November 13, 2013, Epoch Times
The alarm goes off; Dad’s heading out the door; Mom’s putting the finishing touches on lunch boxes; somehow or another breakfast happens and the work/school day begins.
Before the sun goes down, dinner happens; after school activities conclude and are followed by baths and the nighttime routine. With children fast asleep, Mom and Dad try to get their work and chores to a stopping point and prepare for the next day when they’ll do it all again.
Does this sound at all familiar? This is basically how it goes down in our house and a similar daily hustle is performed by many families every day.
This is the rhythm of modern life. Hopefully, many cool things go on within this construct and there is great comfort in routine.
However, there are also great advantages to regularly stepping off the hamster wheel from time to time and getting away as a family. Here’s why you might want to plan a weekend escape for your family:
Even before you actually hit the road for your journey, there are the days and weeks leading up to your little trip where you’ll plan out the details and get excited for the adventure that awaits. Somehow, having something fun and different to look forward to makes the daily grind a bit less grinding.
This can also be a great period of learning for kids. Involve them in the planing process. Discuss activities, costs, routes, packing needs, restaurants, etc. Let them make some decisions or at least have a vote.

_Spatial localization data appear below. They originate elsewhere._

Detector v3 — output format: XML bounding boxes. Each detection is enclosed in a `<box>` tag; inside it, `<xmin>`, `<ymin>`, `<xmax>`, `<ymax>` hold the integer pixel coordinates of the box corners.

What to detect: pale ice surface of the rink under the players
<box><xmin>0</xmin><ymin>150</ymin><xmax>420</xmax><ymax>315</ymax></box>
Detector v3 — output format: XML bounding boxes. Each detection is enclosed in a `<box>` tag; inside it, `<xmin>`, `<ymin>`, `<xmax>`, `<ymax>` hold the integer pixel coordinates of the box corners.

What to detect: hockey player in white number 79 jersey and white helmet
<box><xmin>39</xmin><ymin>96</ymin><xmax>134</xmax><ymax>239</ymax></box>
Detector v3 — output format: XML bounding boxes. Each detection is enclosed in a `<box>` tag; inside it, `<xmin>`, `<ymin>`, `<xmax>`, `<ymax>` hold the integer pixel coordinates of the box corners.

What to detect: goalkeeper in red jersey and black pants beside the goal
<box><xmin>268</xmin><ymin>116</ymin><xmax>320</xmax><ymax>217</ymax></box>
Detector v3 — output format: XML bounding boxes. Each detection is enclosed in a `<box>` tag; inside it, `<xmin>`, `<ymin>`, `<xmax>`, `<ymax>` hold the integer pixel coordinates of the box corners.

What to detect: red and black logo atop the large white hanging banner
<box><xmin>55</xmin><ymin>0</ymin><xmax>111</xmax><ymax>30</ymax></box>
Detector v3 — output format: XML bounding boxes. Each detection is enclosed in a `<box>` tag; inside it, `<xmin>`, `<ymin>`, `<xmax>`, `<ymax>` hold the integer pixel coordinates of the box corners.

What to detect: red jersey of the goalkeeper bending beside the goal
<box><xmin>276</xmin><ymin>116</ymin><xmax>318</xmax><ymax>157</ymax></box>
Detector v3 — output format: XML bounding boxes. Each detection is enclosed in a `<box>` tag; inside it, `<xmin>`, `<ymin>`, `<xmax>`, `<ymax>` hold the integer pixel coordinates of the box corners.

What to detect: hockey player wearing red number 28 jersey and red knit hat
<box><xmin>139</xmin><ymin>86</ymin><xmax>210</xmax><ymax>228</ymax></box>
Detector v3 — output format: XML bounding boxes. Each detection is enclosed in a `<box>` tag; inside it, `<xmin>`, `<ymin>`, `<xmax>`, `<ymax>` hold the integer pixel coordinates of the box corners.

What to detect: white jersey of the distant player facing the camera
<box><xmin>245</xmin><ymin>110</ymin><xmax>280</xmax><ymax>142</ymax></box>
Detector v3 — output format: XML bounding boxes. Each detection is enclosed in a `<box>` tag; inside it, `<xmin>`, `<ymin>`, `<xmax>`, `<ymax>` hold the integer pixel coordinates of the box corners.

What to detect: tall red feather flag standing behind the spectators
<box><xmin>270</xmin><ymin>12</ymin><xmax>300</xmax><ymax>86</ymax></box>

They will be totally invested.
Take this idea further by researching the place you’ll visit—its history, landmarks, and famous residents.
For adults, the time leading up to the trip can be very productive. Have you noticed that before a vacation you are compelled to tie up lose ends? Productivity guru David Allen talks about this in his book, “Getting Things Done.” He says, “Most people feel best about their work the week before their vacation, but it’s not because of the vacation itself. What do you do the last week before you leave on a big trip? You clean up, close up, clarify, and renegotiate all your agreements with yourself and others.” Too true. You’ll come back to a clean slate on Monday.

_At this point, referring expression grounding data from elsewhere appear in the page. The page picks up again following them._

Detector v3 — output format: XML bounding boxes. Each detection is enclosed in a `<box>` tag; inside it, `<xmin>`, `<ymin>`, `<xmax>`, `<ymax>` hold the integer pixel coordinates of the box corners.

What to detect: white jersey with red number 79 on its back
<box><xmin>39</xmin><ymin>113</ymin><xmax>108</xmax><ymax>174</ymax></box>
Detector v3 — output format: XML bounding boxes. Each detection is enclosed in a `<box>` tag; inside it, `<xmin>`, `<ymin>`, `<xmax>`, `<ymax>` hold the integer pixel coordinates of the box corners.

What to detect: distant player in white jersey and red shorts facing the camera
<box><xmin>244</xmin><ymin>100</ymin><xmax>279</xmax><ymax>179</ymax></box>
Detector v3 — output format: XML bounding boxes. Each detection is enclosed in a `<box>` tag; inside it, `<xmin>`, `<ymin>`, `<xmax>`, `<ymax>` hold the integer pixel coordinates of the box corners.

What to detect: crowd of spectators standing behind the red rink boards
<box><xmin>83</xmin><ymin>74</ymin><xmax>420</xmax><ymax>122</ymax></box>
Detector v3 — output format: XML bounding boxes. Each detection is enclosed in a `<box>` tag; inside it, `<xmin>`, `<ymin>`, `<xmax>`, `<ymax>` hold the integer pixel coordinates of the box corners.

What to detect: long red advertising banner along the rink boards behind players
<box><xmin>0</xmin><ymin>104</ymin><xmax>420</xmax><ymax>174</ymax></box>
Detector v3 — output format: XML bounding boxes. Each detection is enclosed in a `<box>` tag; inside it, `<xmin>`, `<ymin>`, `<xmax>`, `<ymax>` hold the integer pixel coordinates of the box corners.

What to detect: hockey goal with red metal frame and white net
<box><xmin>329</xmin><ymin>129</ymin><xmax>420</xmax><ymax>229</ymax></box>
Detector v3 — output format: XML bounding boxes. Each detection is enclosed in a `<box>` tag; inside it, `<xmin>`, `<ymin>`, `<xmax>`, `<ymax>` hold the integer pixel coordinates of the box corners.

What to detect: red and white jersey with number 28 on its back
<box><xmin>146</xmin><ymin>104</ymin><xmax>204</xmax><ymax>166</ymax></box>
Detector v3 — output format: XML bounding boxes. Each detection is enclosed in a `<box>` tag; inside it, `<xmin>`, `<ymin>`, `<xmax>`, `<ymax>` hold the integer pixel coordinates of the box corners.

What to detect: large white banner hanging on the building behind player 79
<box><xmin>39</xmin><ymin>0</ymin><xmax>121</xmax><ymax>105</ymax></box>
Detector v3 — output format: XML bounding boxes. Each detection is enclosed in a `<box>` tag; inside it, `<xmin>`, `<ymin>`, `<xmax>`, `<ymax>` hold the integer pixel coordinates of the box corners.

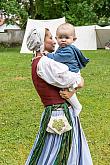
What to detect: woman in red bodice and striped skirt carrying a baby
<box><xmin>26</xmin><ymin>26</ymin><xmax>92</xmax><ymax>165</ymax></box>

The Journey, Not the Destination
When it’s time to head out, don’t forget to enjoy the ride!
If you are flying to your destination, bring a bag of fun and surprises for the kids to discover on the plane, along with creative things for them to do. Enjoy together the interesting sites of the airport and the plane. Arrive early to avoid stress.
More likely, you’ll hit the road. To make the most of it, plot fun stops along the way. Pack drinks and snacks. Bring books and information about your destination. Involve the kids each step of the way. Someone can be the navigator, someone the banker, tracking costs.
Keep the DVD player off and, instead, opt for an audio book to enjoy together. This will make the trip seem fast, but still allow everyone to look out the window and really notice where they are. Some of the greatest stories ever written are available in, oftentimes, brilliantly told audiobooks.
Enjoy It Together
Once you arrive, take it all in. Whether you’ll be sleeping at the Four Seasons or in your very own tent, enjoy it together, as a family. This level of focus and togetherness isn’t as easy to come by when immersed in the regular responsibilities and obligations of our normal routine. Take pictures. Slow down. Take detours. Enjoy it.
The trip home can be as enjoying as the trip there. If driving, a different route may lead to new surprises along the way.
Getting home with enough time to completely unpack and get a good night’s sleep is key. This will make the week ahead a breeze.
After your weekend get away, reflect on it often. Look at your pictures and revel in how such a simple jaunt can enrich family life. When you’re ready, begin to plan the next adventure!